I started by inserting data into the exchange table of the database. As my trading system focuses on only two exchanges, NASDAQ and NYSE, I performed this insertion manually using the code snippet below. The variables "cursor" and "cnx" refer to objects of the MySQL Connector module and the INSERT statement is standard SQL syntax combined with Python string formatting syntax. Refer to "data_acquisition.py" to see this code snippet in context.

insert_statement = ('INSERT INTO exchange '
                    '(abbrev, name, ib_name, state, city) '
                    'VALUES (%s, %s, %s, %s, %s)')
exchanges = [('NASDAQ', 'Nasdaq', 'ISLAND', 'New York', 'New York'),
             ('NYSE', 'New York Stock Exchange', 'NYSE', 'New York', 'New York')]

for exchange in exchanges:
    self.cursor.execute(insert_statement, exchange)
    self.cnx.commit()

Contract Data

I then used the data in the exchange table to populate the contract table. The data for the contracts was acquired from Interactive Brokers (IB) using their Python API. I followed the steps below, as seen in "data_acquisition.py."
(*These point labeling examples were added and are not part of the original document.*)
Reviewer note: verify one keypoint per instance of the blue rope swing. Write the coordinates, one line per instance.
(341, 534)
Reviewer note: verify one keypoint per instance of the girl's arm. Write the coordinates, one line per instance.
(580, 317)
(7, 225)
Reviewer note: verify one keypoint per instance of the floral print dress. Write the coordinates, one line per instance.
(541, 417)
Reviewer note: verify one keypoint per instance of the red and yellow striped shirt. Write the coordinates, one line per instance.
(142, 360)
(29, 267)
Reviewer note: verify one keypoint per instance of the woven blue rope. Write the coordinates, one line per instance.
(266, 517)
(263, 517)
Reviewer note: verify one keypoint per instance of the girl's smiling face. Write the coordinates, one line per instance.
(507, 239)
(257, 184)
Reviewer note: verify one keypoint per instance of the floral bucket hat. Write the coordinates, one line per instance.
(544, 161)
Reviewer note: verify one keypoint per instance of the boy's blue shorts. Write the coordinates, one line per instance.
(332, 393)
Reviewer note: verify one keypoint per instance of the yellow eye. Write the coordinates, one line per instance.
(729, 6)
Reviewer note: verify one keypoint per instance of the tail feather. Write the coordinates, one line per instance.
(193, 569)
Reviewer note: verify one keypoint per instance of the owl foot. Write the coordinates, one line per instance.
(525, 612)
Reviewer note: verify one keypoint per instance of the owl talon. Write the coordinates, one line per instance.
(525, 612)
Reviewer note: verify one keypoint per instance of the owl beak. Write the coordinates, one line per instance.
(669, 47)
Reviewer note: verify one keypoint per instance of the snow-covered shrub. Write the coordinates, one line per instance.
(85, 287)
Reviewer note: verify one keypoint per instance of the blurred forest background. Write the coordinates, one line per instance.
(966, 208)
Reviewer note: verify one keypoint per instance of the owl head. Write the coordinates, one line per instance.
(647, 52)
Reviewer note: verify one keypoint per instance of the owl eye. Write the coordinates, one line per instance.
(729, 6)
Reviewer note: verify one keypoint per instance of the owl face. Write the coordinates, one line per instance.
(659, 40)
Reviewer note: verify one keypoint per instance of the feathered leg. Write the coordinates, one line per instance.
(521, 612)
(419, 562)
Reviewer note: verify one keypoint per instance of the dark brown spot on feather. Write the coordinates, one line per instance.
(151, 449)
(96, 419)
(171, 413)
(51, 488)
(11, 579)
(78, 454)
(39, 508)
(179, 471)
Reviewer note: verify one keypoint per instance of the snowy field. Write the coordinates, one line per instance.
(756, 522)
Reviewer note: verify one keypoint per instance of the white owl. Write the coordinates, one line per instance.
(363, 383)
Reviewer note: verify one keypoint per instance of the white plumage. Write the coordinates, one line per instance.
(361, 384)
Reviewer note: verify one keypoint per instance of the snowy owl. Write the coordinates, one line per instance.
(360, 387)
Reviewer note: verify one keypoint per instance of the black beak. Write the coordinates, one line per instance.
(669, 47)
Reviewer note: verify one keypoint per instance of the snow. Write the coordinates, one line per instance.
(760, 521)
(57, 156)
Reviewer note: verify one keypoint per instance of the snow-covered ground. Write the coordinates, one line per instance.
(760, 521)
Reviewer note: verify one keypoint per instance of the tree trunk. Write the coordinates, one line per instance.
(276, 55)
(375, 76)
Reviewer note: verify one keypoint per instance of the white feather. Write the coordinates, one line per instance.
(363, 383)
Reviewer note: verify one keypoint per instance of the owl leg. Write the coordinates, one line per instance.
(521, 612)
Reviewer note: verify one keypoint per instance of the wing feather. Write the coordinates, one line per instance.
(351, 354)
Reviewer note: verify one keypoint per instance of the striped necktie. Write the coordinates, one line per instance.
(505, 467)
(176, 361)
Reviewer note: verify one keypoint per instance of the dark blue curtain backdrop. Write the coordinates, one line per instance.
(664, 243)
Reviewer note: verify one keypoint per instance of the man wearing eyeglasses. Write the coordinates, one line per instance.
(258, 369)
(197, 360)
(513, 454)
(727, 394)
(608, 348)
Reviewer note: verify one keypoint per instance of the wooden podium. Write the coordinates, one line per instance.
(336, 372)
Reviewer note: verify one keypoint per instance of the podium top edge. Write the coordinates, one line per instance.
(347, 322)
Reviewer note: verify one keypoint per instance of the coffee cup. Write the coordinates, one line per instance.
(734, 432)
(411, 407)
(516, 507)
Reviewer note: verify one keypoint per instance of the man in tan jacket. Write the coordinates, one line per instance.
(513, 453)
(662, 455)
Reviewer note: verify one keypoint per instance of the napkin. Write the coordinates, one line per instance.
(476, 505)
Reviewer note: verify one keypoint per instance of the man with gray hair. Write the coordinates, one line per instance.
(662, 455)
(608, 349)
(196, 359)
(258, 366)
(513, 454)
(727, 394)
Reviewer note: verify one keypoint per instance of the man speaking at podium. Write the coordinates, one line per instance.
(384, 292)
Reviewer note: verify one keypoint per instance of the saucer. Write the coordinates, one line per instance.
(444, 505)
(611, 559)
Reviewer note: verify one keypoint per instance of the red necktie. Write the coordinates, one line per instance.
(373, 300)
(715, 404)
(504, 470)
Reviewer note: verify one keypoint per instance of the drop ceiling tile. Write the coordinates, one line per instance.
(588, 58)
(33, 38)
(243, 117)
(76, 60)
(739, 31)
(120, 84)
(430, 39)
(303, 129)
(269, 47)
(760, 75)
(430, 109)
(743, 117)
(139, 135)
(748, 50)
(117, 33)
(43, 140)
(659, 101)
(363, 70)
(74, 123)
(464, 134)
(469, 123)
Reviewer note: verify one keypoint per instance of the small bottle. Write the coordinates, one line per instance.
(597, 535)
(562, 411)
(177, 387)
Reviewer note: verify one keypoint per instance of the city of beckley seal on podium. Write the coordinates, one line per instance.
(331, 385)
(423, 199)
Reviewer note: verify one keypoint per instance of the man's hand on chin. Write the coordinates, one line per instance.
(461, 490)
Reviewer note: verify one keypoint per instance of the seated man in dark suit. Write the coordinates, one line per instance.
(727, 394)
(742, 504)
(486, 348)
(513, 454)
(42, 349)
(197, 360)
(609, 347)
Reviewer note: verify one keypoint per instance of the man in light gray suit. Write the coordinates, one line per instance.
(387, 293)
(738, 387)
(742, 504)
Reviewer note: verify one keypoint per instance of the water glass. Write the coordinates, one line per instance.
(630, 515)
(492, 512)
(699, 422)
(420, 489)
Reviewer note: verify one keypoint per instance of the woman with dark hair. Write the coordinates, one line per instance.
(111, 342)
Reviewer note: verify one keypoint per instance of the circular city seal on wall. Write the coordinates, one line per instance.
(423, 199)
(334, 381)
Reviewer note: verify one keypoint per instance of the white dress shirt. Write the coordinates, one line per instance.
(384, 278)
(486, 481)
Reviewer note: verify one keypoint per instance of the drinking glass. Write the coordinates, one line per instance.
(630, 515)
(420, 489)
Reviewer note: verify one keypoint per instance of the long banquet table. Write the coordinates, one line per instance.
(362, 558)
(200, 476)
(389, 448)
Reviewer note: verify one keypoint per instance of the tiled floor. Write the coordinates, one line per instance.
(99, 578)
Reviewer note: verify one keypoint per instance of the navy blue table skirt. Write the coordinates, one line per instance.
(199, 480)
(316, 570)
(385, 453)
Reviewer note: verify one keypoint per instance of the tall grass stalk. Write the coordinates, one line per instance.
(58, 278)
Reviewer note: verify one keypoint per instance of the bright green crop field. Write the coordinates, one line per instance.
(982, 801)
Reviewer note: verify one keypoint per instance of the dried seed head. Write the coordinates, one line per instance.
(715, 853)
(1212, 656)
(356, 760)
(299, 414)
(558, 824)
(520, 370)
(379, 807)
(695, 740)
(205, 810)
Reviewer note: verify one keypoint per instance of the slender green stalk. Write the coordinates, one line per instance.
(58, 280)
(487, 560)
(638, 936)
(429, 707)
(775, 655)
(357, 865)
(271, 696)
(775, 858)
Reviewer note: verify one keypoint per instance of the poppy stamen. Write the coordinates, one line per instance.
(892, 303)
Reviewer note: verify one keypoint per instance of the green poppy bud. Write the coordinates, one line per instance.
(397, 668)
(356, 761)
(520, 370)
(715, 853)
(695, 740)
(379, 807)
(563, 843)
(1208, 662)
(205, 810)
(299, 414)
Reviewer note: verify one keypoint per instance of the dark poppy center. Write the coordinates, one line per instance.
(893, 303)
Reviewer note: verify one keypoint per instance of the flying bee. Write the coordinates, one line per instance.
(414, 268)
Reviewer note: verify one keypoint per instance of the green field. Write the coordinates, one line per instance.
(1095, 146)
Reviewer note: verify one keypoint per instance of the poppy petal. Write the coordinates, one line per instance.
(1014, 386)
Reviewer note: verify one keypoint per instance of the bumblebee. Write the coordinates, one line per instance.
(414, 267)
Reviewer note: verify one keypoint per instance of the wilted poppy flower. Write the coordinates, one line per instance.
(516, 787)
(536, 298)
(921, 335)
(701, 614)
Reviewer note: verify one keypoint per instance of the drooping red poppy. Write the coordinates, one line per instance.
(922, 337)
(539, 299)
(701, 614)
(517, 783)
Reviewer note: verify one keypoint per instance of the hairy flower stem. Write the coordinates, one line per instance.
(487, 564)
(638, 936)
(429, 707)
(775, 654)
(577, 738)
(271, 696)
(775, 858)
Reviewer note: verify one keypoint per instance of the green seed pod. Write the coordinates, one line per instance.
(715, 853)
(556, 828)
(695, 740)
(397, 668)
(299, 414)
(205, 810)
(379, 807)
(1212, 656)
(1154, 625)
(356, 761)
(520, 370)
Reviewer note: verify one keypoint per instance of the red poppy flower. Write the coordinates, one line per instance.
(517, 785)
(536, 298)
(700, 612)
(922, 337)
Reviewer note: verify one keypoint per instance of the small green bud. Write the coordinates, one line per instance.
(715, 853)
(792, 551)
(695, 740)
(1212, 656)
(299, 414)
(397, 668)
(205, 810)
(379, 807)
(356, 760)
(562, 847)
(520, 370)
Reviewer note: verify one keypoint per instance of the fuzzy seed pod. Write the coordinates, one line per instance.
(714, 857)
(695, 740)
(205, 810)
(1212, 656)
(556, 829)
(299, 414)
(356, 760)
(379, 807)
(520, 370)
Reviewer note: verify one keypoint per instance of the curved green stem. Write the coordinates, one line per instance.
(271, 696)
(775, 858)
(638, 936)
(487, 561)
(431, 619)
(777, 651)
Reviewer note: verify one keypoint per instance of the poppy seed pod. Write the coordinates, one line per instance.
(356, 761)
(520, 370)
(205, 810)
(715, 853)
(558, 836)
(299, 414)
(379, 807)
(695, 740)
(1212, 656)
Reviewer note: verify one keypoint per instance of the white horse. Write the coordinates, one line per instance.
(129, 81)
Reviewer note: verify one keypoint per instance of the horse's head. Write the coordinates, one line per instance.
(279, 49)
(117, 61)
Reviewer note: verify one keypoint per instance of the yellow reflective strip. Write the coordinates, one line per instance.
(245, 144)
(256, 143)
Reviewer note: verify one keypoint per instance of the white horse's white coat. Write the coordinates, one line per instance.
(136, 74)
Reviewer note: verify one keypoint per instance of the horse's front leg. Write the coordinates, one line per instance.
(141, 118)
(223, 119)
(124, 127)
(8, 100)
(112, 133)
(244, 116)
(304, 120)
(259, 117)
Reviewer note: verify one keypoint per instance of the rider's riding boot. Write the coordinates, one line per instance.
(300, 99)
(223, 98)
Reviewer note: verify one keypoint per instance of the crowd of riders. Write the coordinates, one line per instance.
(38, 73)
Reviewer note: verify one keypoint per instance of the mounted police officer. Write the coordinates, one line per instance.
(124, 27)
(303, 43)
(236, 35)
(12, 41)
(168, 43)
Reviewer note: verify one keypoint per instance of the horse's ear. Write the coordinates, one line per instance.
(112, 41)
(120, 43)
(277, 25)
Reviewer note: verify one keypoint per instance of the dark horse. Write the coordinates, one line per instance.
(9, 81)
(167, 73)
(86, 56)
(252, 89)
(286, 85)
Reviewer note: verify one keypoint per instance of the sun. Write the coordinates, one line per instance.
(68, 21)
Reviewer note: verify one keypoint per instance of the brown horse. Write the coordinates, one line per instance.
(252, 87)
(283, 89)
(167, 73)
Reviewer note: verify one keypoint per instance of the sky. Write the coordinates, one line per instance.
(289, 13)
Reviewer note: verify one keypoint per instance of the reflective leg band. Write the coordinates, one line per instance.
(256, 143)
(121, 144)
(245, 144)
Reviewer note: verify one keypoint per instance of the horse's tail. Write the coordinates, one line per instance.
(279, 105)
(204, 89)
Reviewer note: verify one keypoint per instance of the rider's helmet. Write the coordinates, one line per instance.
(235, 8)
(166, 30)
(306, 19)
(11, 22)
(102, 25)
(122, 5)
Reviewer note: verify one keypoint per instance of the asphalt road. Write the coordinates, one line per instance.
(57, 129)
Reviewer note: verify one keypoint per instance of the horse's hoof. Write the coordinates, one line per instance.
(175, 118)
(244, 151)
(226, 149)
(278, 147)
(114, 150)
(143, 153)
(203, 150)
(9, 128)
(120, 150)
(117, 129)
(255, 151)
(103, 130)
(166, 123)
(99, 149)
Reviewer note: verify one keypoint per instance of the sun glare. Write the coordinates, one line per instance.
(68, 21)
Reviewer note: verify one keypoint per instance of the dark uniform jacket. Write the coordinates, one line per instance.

  1. Select the id and abbrev attributes from the exchange table using MySQL Connector.

  2. For every exchange in the result set, use the IB API to scan for the 50 most actively traded stocks on that exchange priced between 10 and 20 USD.

  3. Use the IB API to request the full contract details for every contract returned by the scan.

  4. Parse the ContractDetail objects returned by the IB API to create a list of dictionaries, where each dictionary corresponds to a contract and the keys of each dictionary are the attributes of the contract table.

  5. Use MySQL Connector to iteratively insert the data in each contract dictionary into the contract table of the MySQL database.

Price/Volume Data

Next, I used the data in the contract table in conjunction with the IB API to populate the price_volume table. I followed the steps below, as seen in "data_acquisition.py."

  1. Use MySQL Connector to select the attributes from the contract table that are necessary to define a contract in the IB API.

  2. For every contract in the result set, use the IB API to get the historical 30min price/volume data for that contract.

  3. Parse the BarData objects returned by the IB API to create a list of dictionaries, where each dictionary corresponds to a row in the price_volume table and the keys of each dictionary are the attributes of the price_volume table.

    • Make sure to convert the Unix time string returned by IB into a standard ISO 8601 formatted datetime object.
  4. Use MySQL Connector to iteratively insert the data in each price_volume dictionary into the price_volume table of the MySQL database.

Fundamental Data

Finally, similar to my approach for the price_volume table, I used the data in the contract table in conjunction with the IB API to populate the fundamental table. I followed the steps below, as seen in "data_acquisition.py."

  1. Use MySQL Connector to select the attributes from the contract table that are necessary to define a contract in the IB API.

  2. For every contract in the result set, use the IB API to get the fundamental data for that contract.

  3. Parse the string objects returned by the IB API to create a list of dictionaries, where each dictionary corresponds to a row in the fundamental table and the keys of each dictionary are the attributes of the fundamental table.

    • The string returned for each contract by the IB API contains all available fundamental attributes in the format "FUND1=####;FUND2=####;..."
    • For every dictionary key, use a regular expression like the one below to extract the corresponding fundamental attribute's value from the string returned by IB. In the code snippet below, "re" is the built-in Python regular expression module, "value" is the string object returned by IB, and "MKTCAP" is the specified fundamental attribute.

      re.search('MKTCAP=(.+?);', value)
    • If a fundamental attribute is not present in the string object, specify None for the value of the corresponding dictionary key.

  4. Use MySQL Connector to iteratively insert the data in each fundamental dictionary into the fundamental table of the MySQL database.

Future Work

The functionality of the database can be extended by incorporating other data sources, accommodating additional contract types, and adding additional performance metrics such as the social sentiment towards a stock.